Prove that (for $n>1$) \begin{equation} \int_{0}^{+\infty} \sin(x^n)dx=\sin\left(\frac{\pi}{2n}\right)\Gamma\left(\frac{n+1}{n}\right). \end{equation} I tried to prove this using a similar argument for Fresnel's integral, but I don't see what I'm doing wrong. Define $\gamma_1:[0,R]\rightarrow\mathbb{C}, \gamma_1(t)=t$, $\gamma_2:[0,\pi/(2n)]\rightarrow\mathbb{C}, \gamma_2(t)=Re^{it}$ and $\gamma_3:[R, 0]\rightarrow\mathbb{C}, \gamma_3(t)=te^{i\pi/(2n)}.$
For Local Theorem of Cauchy, if $f(z)=e^{iz^n}$, then $$\int_{\gamma_1+\gamma_2+\gamma_3} f=0.$$ Now, studying each integral alone, we have for $\gamma_1$, $$\int_{\gamma_1}f=\int_{0}^{R}e^{it^n}dt\rightarrow\int_{0}^{+\infty}\cos(t^n)dt+i\int_{0}^{+\infty}\sin(t^n)dt.$$ For $\gamma_2$, $$\int_{\gamma_2}f=\int_{0}^{\pi/(2n)}e^{i(Re^{it})^n} Rie^{it}dt=Ri\int_{0}^{\pi/(2n)}e^{iR^n(cos(nt)+isin(nt))}e^{it}dt=Ri\int_{0}^{\pi/(2n)}e^{-tR^ncos(nt)}e^{-tiR^nsin(nt))}dt,$$ second exponencial, inside integral, have modulus 1, so if R goes to infinity, integral over $\gamma_2$ is zero because $Re^{-tR^ncos(nt)}\rightarrow0$.

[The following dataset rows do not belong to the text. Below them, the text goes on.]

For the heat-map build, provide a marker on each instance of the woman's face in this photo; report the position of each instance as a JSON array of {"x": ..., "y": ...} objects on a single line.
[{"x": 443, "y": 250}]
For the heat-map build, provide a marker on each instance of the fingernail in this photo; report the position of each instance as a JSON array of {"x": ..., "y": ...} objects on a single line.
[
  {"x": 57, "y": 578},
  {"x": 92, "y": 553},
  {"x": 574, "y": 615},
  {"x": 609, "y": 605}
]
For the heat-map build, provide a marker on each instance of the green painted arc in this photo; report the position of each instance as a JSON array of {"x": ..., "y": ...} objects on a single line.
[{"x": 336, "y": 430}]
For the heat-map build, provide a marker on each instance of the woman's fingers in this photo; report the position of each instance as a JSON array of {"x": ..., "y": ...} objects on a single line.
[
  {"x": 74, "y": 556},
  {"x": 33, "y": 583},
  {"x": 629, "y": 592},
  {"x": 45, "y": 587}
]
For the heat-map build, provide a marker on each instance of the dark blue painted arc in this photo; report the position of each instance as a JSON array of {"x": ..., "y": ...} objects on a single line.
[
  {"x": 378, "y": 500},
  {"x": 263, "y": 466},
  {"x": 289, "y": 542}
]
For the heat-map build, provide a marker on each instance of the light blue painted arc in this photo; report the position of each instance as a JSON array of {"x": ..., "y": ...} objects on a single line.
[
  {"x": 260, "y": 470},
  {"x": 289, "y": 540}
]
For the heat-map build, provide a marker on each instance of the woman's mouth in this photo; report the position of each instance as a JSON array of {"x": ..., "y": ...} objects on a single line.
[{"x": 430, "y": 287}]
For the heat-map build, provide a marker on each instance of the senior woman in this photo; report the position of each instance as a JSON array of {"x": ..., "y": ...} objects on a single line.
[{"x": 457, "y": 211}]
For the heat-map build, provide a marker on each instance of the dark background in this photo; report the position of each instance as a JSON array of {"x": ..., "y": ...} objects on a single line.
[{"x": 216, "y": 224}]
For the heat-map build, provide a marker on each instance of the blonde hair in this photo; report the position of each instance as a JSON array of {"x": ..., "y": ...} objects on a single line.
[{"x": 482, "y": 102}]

For $\gamma_3$, $$\int_{\gamma_3}f=\int_{R}^{0}e^{i(te^{i\pi/(2n)})^n}e^{i\pi/(2n)}dt=-e^{i\pi/(2n)}\int_{0}^{R}e^{it^ne^{i\pi/2}}dt=-e^{i\pi/(2n)}\int_{0}^{R}e^{-t^n}dt.$$ Then taking imaginary part and R going to infinity, $$\int_{0}^{+\infty} \sin(t^n)dt=\sin\left(\frac{\pi}{2n}\right)\int_{0}^{+\infty} e^{-t^n}dt.$$ Where is my mistake? Any help? Thanks.

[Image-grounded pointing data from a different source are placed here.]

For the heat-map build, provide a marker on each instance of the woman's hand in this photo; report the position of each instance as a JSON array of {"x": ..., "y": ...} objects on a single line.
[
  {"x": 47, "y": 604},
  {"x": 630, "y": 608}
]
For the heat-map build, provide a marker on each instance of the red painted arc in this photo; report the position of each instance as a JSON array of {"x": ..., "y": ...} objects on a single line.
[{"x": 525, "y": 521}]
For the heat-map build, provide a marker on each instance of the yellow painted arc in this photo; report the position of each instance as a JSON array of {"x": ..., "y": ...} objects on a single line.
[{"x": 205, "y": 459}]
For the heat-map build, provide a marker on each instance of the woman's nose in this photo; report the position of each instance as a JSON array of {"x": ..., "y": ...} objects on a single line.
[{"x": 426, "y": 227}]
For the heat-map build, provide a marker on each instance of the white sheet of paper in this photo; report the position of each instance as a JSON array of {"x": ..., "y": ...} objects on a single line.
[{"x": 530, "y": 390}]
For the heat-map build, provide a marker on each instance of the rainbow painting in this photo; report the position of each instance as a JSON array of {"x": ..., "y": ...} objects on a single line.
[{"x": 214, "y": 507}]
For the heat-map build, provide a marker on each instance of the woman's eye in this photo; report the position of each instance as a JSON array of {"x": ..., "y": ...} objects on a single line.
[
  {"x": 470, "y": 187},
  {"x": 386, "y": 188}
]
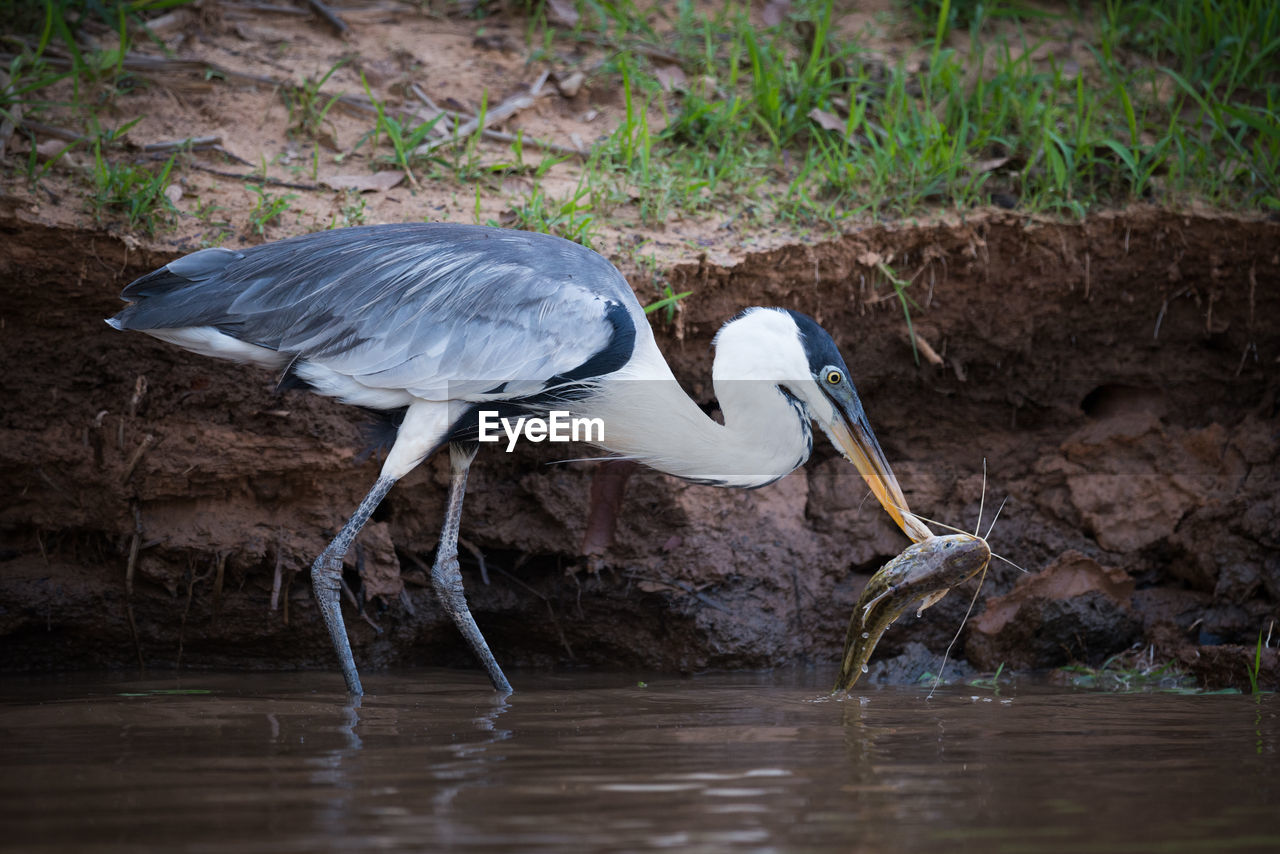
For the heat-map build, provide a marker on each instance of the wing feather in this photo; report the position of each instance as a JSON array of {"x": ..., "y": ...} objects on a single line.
[{"x": 425, "y": 307}]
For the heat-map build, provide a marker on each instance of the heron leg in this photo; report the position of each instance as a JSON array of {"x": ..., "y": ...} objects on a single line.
[
  {"x": 447, "y": 576},
  {"x": 327, "y": 580}
]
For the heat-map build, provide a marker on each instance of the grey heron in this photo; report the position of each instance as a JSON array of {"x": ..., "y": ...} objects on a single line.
[{"x": 438, "y": 323}]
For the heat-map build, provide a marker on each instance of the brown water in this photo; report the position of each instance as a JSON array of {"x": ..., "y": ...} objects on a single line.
[{"x": 432, "y": 761}]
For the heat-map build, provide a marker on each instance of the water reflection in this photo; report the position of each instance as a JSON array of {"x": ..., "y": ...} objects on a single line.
[{"x": 750, "y": 762}]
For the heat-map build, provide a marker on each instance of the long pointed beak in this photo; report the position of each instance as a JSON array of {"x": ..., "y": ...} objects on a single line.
[{"x": 851, "y": 433}]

You are doing everything correctly. In the end, you only need to do a substitution: Let $y = t^n$, then $dy = nt^{n-1}d t$, or rather $$dt = \frac{1}{n t^{n-1}}dy = \frac{1}{n} y^{-\frac{n-1}{n}}dy$$ and thus (using substitution from $t$ to $y$): \begin{align}\int\limits_0^\infty e^{-t^n}dt &= \frac{1}{n}\int\limits_0^\infty y^{-\frac{n-1}{n}}e^{-y}dy\\ &=\frac{1}{n}\int\limits_0^\infty y^{\left(-\frac{n-1}{n}+1\right)-1}e^{-y}dy\\ &=\frac{1}{n}\Gamma\left(\frac{1}{n}\right)\\ &= \Gamma\left(\frac{1}{n}+1\right)\\ &=\Gamma\left(\frac{n+1}{n}\right)\end{align} Here, we used the definition of the $\Gamma$-function as $$\Gamma(z)=\int\limits_0^\infty t^{z-1}e^{-z}dz$$ and also the identity $z\cdot\Gamma(z)=\Gamma(z+1)$.